Alors que la controverse persiste quant à l’impact des films et des jeux violents sur l’agressivité des jeunes, Daniel Paquette, professeur associé au Département de psychologie et chercheur à l’Institut de recherche pour le développement social des jeunes, soutient que les jeux de bataille entre parents et enfants peuvent au contraire diminuer l’agressivité des jeunes.
Le chercheur a observé les jeux physiques (sans jouets) auxquels s’adonnaient les membres de 48 familles, en analysant séparément les comportements des pères et des mères avec leurs enfants, soit 26 garçons et 22 filles âgés de deux à cinq ans. Pour la première fois dans ce genre d’étude, on a établi des distinctions entre les jeux brusques (lutte, poursuite, bataille d’oreillers, etc.), les jeux de soulèvement (faire le cheval, tenir l’enfant au bout des bras, lui faire faire l’avion) et les jeux de motricité au sol (culbute, pédaler pieds contre pieds...).
«Je m’attendais à observer une corrélation inverse entre la fréquence des jeux de bataille entre les pères et les garçons et la fréquence des agressions commises par ces garçons auprès des autres enfants, indique Daniel Paquette. Cette attente nous paraissait justifiée par le fait que les jeux de bataille permettent à l’enfant de canaliser son agressivité et d’inhiber certains comportements violents.»
Toutefois, l’ensemble des données ne permet pas d’établir de corrélation ni positive ni négative entre les jeux de lutte observés et les gestes agressifs de l’enfant rapportés par les parents. Cette absence de corrélation permet en revanche de dire que les jeux de bataille n’augmentent pas l’agressivité chez les enfants, souligne le chercheur.
Par ailleurs, l’hypothèse de Daniel Paquette a trouvé une confirmation partielle chez les garçons et les filles faisant preuve de détermination à gagner la bataille avec le père. «Plus l’enfant est motivé à gagner les jeux de bataille, plus il sera compétitif avec les autres enfants, mais cette compétitivité se manifeste sans agressivité physique», affirme-t-il.
Différences intersexes
Presque tous les types de jeux ont présenté des différences intersexes selon qu’ils étaient dirigés par le père ou par la mère à l’endroit d’un garçon ou d’une fille.
Ainsi, les pères ont joué à ces jeux de lutte beaucoup plus souvent avec les garçons (65 %) qu’avec les filles (41 %).

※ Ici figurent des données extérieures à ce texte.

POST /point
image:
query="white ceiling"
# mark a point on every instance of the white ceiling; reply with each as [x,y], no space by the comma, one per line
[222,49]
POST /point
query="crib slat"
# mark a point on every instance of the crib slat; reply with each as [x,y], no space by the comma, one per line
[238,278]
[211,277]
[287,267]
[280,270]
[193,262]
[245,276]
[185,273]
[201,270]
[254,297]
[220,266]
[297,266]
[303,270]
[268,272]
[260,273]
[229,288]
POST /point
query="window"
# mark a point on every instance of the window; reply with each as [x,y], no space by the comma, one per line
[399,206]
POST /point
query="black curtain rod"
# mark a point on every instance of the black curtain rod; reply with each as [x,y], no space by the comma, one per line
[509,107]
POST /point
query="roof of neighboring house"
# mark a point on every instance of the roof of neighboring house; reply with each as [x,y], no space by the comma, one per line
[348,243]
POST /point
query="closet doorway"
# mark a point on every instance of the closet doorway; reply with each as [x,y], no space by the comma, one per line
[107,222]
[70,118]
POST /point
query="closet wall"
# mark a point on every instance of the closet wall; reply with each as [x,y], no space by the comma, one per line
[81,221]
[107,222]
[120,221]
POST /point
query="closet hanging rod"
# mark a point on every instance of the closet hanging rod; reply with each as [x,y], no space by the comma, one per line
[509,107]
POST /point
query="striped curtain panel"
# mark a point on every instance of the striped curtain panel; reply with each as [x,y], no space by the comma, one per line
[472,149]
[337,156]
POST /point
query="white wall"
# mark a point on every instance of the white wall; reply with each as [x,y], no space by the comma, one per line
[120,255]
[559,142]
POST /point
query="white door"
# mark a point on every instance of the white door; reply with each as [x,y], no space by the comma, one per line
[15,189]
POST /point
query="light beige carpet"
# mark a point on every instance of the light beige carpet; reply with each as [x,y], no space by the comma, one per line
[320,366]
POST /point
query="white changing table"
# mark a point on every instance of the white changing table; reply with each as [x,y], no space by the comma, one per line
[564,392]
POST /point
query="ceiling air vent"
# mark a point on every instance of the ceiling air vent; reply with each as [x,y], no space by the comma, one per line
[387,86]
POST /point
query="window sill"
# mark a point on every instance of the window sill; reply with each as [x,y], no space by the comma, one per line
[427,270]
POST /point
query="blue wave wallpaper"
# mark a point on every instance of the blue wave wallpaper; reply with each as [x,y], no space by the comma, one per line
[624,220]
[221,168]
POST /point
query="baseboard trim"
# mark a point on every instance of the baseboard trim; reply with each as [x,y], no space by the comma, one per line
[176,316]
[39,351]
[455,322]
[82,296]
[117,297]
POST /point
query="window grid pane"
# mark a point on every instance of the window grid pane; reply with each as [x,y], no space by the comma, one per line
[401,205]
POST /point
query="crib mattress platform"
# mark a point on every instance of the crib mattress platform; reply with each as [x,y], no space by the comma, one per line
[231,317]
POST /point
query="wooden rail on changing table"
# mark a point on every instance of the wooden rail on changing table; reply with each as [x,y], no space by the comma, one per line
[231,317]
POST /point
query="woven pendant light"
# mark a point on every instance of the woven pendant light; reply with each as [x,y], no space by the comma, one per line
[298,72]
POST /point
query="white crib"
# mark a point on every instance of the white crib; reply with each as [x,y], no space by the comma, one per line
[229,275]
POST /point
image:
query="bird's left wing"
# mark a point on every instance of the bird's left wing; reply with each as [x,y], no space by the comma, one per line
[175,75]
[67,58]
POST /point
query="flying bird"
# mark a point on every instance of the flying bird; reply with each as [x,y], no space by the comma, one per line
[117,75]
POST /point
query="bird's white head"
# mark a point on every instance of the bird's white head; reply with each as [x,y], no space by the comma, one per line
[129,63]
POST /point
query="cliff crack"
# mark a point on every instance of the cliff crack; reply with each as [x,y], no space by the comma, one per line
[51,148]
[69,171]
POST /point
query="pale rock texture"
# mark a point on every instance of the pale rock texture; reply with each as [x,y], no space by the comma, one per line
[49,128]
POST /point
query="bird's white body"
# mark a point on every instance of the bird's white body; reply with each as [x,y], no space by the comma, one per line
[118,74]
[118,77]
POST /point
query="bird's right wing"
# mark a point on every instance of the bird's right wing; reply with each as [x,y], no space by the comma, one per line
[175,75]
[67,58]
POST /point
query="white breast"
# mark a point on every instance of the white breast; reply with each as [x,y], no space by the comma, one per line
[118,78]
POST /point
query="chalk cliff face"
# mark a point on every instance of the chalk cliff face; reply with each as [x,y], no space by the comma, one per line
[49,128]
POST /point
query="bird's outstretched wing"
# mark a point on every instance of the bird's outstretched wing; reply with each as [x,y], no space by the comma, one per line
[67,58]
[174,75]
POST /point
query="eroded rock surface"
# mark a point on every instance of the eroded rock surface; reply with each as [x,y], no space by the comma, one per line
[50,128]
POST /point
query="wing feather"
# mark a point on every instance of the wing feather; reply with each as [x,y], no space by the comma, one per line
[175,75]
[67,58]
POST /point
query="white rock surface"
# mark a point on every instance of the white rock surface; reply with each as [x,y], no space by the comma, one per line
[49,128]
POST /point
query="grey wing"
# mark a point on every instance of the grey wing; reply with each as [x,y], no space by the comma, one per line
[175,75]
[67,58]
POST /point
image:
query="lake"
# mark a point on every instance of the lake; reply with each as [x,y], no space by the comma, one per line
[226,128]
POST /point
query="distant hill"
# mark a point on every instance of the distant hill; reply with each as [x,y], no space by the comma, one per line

Par comparaison, 46 % des mères se sont livrées à des batailles avec les garçons et seulement 27 % l’ont fait avec leur fille.
Cependant, les mères lancent plus d’«attaques de bécots» que les pères (21 % contre 9 %) et les filles en sont plus souvent l’objet que les garçons (23 % contre 19 %).
Dans le cas des jeux de lutte mère-fille, les observations sont allées à l’encontre de l’hypothèse de départ. La fréquence de ces jeux s’est avérée corrélée avec une augmentation de l’agression physique, de la désobéissance et de l’anxiété chez la fille.
Selon le chercheur, ceci pourrait être dû à l’attitude des mères. «Contrairement aux pères, dit-il, les mères laissent moins souvent leur fille gagner une bataille. Elles exercent plus de contraintes et de coercition, ce qui peut augmenter le degré d’anxiété chez la fille.»
Laisser gagner
Pour Daniel Paquette, il est donc très important de laisser parfois gagner l’enfant. Le parent doit exercer un contrôle modéré et demeurer sensible aux signaux de l’enfant afin de maintenir le plaisir. «Lorsque ce n’est plus plaisant pour l’enfant, il faut cesser le jeu.»
Ces jeux bien dirigés demeurent à son avis essentiels à la régulation des sentiments de colère et d’agressivité, donc indispensables à la socialisation. «Les enfants ont besoin de contacts physiques et les jeux de bataille donnent aux pères une occasion de tels contacts avec leur enfant.»
Ce serait dans les sociétés les plus compétitives qu’on trouverait le plus haut taux de jeux de bataille parents-enfants. Selon le chercheur, les parents, principalement les pères, y recourent inconsciemment afin de préparer l’enfant à un milieu extérieur où la concurrence est vive.
Réprimer ces jeux pourrait même se révéler néfaste. «Chez les singes, souligne Daniel Paquette, les jeunes qui n’ont pas l’occasion de se livrer à des jeux de combat avec leurs pairs deviennent soit agressifs, soit soumis parce qu’ils n’arrivent pas à décoder les signaux sociaux des autres.»
Même si les résultats de cette première étude ne confirment que partiellement son hypothèse, Daniel Paquette poursuit ses travaux dans ce domaine en retenant cette fois la qualité du rapport parents-enfants dans les jeux de bataille — plutôt que leur fréquence et leur durée — comme élément prédictif de la diminution de l’agressivité chez les enfants.